It is well known that a raindrop falls under the influence of the downward gravitational force and the opposing resistive force. The latter is known to be proportional to the speed of the drop but is otherwise undetermined. Consider a drop of mass $1.00 \; g$ falling from a height $1.00 \; km$. It hits the ground with a speed of $50.0 \; m s^{-1}$. $(a)$ What is the work done by the gravitational force? $(b)$ What is the work done by the unknown resistive force?

(N/A) The change in kinetic energy of the drop is $\Delta K = \frac{1}{2} m v^2 - 0 = \frac{1}{2} \times 10^{-3} \; kg \times (50.0 \; m s^{-1})^2 = 1.25 \; J$,assuming the drop starts from rest.
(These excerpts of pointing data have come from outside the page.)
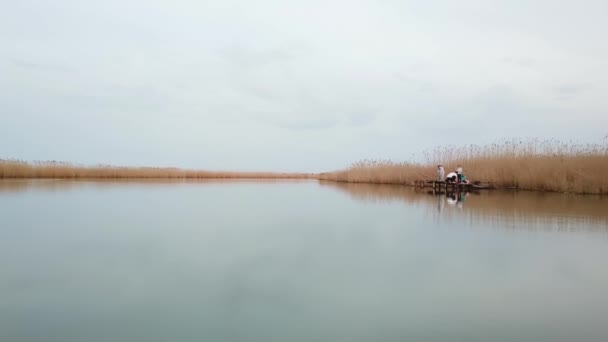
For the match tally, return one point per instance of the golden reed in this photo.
(60, 170)
(547, 165)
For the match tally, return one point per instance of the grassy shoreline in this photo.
(538, 166)
(12, 169)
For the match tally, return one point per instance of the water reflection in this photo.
(497, 209)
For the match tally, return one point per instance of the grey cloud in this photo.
(26, 64)
(202, 81)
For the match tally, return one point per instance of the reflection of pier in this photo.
(452, 186)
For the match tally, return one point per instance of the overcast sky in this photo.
(294, 85)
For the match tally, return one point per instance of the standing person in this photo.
(451, 178)
(459, 173)
(440, 173)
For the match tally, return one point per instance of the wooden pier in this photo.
(450, 186)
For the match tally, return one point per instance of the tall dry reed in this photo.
(60, 170)
(548, 165)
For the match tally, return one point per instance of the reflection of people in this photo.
(440, 173)
(440, 202)
(451, 177)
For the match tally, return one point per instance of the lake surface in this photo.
(298, 261)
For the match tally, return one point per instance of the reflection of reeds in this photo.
(514, 209)
(20, 169)
(535, 165)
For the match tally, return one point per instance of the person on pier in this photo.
(440, 173)
(451, 178)
(459, 173)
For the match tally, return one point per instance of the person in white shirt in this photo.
(452, 176)
(440, 173)
(459, 173)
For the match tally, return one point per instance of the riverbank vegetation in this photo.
(59, 170)
(531, 165)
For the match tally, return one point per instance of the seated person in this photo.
(451, 177)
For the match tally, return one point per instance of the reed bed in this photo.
(547, 165)
(16, 169)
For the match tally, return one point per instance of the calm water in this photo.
(298, 261)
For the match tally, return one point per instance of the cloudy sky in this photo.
(294, 85)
Taking $g = 10 \; m s^{-2}$,the work done by the gravitational force is $W_g = mgh = 10^{-3} \; kg \times 10 \; m s^{-2} \times 1000 \; m = 10.0 \; J$.
$(b)$ According to the work-energy theorem,$\Delta K = W_g + W_r$,where $W_r$ is the work done by the resistive force.
Thus,$W_r = \Delta K - W_g = 1.25 \; J - 10.0 \; J = -8.75 \; J$.